Она говорила о каплях для Лизы. Ей хотелось сказать что-нибудь и было все равно, что, все – равно хорошо и нужно.
– По двенадцати. А то и по десяти. А больше двенадцати никак не советую, Серафима Родионовна.
– Что ж, разве ядовитые?
– Яда нет, да ведь как для кого. Не знаю, предупреждал ли врач. Я по тому сужу, что вы говорили, – у Лизаветы Родионовны сердце слабое. Тогда положительно больше двенадцати давать не следует. Мы с вами, может, целый пузырек выпьем – и ничего, а Лизавета Родионовна, при ее организме, от двадцати может заснуть и не проснуться наутро. Я знаю, у нас фармакологию строго проходили, и случаи нам приводились. Врач вас, верно, предупреждал?
– Не помню… Да я мало давала. Ужасы какие вы говорите. Может, лучше вовсе не давать?

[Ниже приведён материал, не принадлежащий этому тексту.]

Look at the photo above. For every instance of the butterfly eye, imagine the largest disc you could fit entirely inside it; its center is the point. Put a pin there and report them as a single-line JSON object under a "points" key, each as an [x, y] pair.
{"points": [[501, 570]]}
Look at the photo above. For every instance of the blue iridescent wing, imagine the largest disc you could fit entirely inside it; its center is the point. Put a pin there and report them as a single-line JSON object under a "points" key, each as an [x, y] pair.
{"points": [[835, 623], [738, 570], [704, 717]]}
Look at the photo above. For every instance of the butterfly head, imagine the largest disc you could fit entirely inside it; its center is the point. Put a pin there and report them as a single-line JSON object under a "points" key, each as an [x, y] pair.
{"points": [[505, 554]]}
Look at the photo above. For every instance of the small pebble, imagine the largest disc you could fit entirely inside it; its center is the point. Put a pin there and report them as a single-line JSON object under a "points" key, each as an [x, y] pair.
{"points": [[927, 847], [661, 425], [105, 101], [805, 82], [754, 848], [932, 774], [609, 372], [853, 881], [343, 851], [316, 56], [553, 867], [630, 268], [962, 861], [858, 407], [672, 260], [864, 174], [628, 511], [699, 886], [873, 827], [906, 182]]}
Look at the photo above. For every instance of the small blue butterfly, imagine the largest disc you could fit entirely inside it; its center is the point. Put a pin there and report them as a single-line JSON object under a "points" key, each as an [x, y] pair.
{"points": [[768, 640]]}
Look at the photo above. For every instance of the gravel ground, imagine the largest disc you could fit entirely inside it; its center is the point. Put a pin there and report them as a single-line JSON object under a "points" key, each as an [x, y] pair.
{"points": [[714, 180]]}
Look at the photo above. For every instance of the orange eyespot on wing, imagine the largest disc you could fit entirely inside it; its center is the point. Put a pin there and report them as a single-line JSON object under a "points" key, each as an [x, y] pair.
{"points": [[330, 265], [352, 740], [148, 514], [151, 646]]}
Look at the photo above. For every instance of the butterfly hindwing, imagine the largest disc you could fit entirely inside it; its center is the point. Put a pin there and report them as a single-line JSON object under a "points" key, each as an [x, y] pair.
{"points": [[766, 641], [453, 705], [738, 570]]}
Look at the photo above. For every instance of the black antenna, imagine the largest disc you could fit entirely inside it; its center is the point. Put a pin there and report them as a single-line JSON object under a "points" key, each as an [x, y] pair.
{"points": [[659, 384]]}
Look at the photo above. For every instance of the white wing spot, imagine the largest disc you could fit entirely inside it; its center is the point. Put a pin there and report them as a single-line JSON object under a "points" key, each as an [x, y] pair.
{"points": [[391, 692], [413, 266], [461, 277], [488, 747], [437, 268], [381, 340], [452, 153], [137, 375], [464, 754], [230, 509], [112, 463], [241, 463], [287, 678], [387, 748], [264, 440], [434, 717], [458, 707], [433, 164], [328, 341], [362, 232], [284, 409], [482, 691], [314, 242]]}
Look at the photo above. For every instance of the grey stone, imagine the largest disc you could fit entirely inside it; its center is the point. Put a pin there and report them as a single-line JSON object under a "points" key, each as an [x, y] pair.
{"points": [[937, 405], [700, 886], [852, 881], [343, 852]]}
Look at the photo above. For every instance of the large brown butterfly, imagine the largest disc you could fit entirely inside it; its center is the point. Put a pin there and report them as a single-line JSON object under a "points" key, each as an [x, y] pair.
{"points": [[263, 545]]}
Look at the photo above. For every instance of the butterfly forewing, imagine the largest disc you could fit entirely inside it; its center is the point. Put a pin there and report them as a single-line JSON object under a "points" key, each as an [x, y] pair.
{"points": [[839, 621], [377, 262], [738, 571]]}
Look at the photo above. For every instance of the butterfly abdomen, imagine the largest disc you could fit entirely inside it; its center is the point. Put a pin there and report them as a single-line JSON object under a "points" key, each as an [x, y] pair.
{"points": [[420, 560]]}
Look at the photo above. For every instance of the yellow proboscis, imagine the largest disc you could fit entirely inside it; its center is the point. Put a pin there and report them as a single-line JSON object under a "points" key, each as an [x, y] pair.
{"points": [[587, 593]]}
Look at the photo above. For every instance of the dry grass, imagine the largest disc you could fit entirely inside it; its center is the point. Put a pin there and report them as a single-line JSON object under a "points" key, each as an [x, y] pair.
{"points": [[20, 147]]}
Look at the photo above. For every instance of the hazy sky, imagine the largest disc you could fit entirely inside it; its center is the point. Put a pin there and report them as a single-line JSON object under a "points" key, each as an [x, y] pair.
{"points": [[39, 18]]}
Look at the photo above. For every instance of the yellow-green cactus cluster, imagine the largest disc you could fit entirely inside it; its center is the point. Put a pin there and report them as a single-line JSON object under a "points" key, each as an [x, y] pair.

– Нет, нет. Спать хорошо станет. И не яд это какой-нибудь! Я так сказал, для осторожности, что при слабом сердце больше двенадцати не следует брать.
Они шли несколько времени молча. Левая рука Серафимы, лежавшая на руке Леонтия Ильича, слегка вздрагивала, и сердце около нее билось часто и радостно. Серафима уже забыла о каплях, ей опять хотелось сказать что-нибудь, но она не знала, что.
– А вы, Серафима Родионовна, не огорчайтесь мамашиными словами, – начал Леонтий Ильич другим, более тихим, голосом. – Я ведь заметил, что вы расстроились. Мамаша – старый человек, намученный, ей простить надо, успокоить ее надо. Конечно, всякому о своей радости следует думать, вы же человек молодой, но, скажу вам по сердцу, очень мне в вас эта покорность родителю нравится.
Он помолчал, Серафима не ответила. Сердце билось все сильней, так что почти выдержать было нельзя.
– Я и сам прежде всего на свете родителей уважаю и почитаю, – продолжал Леонтий Ильич. – Что ж, волю себе недолго взять, да ведь радости в ней нету.